Savary Géraldine · Nationalrat · 2007-03-15
Savary Géraldine · Nationalrat · Waadt · Sozialdemokratische Fraktion · 2007-03-15
Wortprotokoll
Avec mes propositions de minorité I et II, je demande la création d'un registre national des armes à feu marquées et non marquées. Il ne s'agit pas de stigmatiser les propriétaires d'armes à feu. On a bien un registre de la bière, un registre des vaches, un registre des journalistes et on ne traite pas pour autant ces derniers de criminels. La mise en place d'un registre national des armes à feu est centrale pour respecter l'esprit de cette loi: la coordination entre les cantons, la centralisation des données et la traçabilité des armes à feu.

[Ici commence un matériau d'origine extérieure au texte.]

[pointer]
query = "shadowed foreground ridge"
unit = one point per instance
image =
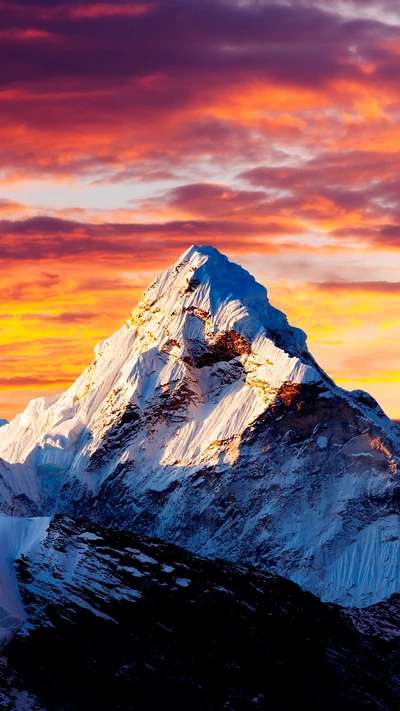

Les cantons, nous dit-on, ont refusé, lors de la consultation, la mise en place d'un tel registre national. C'est un des motifs invoqués par le Département fédéral de justice et police pour rejeter les propositions des minorités I et II. Mais si les cantons, rappelons-le, disent non, ce n'est pas parce que ce registre serait sans fondement ou inutile, mais parce qu'ils devraient en assumer une partie des frais. Si la Confédération annonçait qu'elle prend en charge une partie du coût de ce registre, gageons que les cantons changeraient de position. J'ajoute aussi que les polices cantonales sont favorables à la mise en place d'un tel dispositif.
D'autre part, avec un registre national, les armes manquantes pourraient être identifiées et répertoriées. Plus difficiles seraient les possibilités d'annoncer ou d'autoriser l'acquisition d'une arme à feu si elles étaient toutes enregistrées.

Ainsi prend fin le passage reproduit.